Der Vorhang bewegte sich leicht, nur ein Spalt. Alice goss Wein ein, lachte. Julie wirkte nervös, zupfte an ihrem Rock. Unten heulte irgendwo eine Motorsäge, na ja, Rasenmäher wahrscheinlich. Mein Puls raste schon. Hab ich sie angestarrt? Klar. Alice drehte sich um, sah direkt rüber. Unsere Blicke trafen sich. Scheiße, erwischt. Aber sie lächelte, zwinkerte sogar. Winkte mich ran? Mein Herz pochte. Die Nähe, nur ein paar Meter, der Zaun dazwischen – verboten geil. Ich hab genickt, gezögert. Soll ich rüber?
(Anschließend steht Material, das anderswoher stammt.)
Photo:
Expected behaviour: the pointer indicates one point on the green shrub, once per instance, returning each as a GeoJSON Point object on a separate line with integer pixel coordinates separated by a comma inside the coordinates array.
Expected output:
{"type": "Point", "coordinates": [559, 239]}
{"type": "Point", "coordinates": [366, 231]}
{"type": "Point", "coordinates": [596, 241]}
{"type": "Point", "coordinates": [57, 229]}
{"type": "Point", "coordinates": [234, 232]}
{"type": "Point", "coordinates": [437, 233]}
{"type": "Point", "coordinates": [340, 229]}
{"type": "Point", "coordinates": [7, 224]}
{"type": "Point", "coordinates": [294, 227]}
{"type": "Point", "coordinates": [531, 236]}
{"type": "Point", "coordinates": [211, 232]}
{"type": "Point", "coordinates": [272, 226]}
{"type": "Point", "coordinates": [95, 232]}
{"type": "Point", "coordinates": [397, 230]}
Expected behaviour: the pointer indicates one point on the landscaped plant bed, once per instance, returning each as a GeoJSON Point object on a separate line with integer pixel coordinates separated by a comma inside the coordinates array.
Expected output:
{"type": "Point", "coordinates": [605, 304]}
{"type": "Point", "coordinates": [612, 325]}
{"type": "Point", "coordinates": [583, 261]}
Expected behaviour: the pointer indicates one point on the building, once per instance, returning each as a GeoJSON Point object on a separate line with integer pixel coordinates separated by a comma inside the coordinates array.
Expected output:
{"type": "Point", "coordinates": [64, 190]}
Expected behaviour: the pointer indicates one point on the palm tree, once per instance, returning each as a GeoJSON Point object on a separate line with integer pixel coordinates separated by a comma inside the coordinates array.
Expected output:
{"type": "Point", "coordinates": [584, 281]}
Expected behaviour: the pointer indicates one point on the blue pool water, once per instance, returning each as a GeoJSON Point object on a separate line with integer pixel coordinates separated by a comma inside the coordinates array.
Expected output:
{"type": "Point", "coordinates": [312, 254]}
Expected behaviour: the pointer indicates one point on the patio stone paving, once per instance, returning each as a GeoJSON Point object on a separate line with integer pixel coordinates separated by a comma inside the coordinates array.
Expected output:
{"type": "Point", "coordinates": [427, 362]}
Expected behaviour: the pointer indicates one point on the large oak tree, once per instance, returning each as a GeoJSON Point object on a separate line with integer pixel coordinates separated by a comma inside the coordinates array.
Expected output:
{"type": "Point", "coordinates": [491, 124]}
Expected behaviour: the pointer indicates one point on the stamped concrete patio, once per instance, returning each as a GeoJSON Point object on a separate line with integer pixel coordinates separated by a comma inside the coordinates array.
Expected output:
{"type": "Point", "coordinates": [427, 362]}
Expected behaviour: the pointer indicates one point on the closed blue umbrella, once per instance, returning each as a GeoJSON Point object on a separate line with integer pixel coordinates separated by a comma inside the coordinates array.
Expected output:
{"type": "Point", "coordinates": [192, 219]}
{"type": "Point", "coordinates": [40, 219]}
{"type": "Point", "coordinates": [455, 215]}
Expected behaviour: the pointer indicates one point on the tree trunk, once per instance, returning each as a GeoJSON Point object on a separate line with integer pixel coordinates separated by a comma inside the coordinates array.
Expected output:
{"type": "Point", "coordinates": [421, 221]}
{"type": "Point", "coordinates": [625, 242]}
Der erste Blick und die aufsteigende Spannung
Fünf Minuten später, Klingel. Alice öffnete, in einem engen schwarzen Bikini-Top, Duft von Räucherstäbchen wehte raus. ‘Komm rein, Süße. Hab dich gesehen. Julie hier… sie ist Jungfrau, morgen ihr Erstes. Willst du mitmachen? Zeig ihr, wie’s geht.’ Ich schluckte. Adrenalin pur. Drinnen flackerten Kerzen, Tisch für drei gedeckt. Im Bad dampfte die Wanne. ‘Zuerst baden’, sagte sie, schob mich rein. Wasser perfekt warm, Kerzen am Rand knisterten leise.
Ich lag da, nackt, wartete. Türen quietschten, Geflüster. ‘Chut’, machte Alice, als sie reinkam. Ihre Finger glitten über meine Titten, runter zu meinem Bauch, dann zu meiner Fotze. Ich wollte sie anfassen, aber ‘Nicht bewegen.’ Sie massierte meinen Kitzler, Finger rein, raus. Ich stöhnte leise. Draußen Auto vorbeifuhr, Scheinwerfer tanzten über die Wand. Geil, die Angst, erwischt zu werden.
Sie zog mich raus, ins Wohnzimmer. Julie saß da, rote Wangen, starrte. ‘Zeig ihr, wie man eine Frau leckt’, befahl Alice. Ich legte sie aufs Sofa, nasse Körper aneinander. Zuerst küsste ich ihren Hals, saugte an den Nippeln, hart wie Kiesel. Runter, Bikini weg. Ihre Muschi glatt, feucht schon. Meine Zunge leckte ihre Schamlippen, saugte am Kitzler. ‘Oh Gott’, keuchte sie. Finger rein, gekrümmt, G-Punkt. Sie bäumte sich auf, schrie leise, kam zitternd. Saft tropfte.
Wilder, ungezügelter Sex mit Zuschauerin
Jetzt ich. Alice kniete sich hin, nahm meinen Schwanz… warte, nein, ich bin Frau, aber geil. Sie fingerte mich hart, drei Finger in meiner nassen Fotze, Daumen am Kitzler. ‘Schau, Julie, so bringst du sie zum Kommen.’ Ich griff ihre Titten, knetete. Sie zog einen Dildo raus, groß, schwarz. Schmiert ihn ein, rammt ihn rein. Fick mich hart, Sofa quietscht. ‘Härter!’, bettle ich. Draußen Hunde bellten, Nachbarfenster dunkel – oder nicht? Der Gedanke, beobachtet zu werden, machte mich wahnsinnig. Ich kam explosionsartig, squirte auf den Boden. Alice leckte es auf, zeigte Julie: ‘Schmeck mal.’ Julie schüttelte Kopf, aber rieb sich heimlich die Schenkel.
Dann wir zwei. Sie legte sich hin, ich setzte mich auf ihr Gesicht. Ihre Zunge tief in mir, leckte meinen Arsch auch. Ich ritt ihr Gesicht, Titten wippten. Dildo in sie, stoßend. ‘Fick mich, du Schlampe!’, stöhnte sie. Wir kamen zusammen, Schreie erstickt. Schweiß, Säfte überall. Julie starrte, Hand in der Hose, kam leise mit.
Nachher duschen, zusammen. Essen am Tisch, als wär nix. Reden über alles, lachen. Um 22:30: ‘Geh jetzt, aber das bleibt unser Geheimnis.’ Draußen kühle Luft, Laterne summt. Ich guck rüber – Vorhang zu. Aber jetzt? Jeder Blick in die Straße kribbelt. Wer weiß, was noch kommt. Das Viertel fühlt sich… geiler an.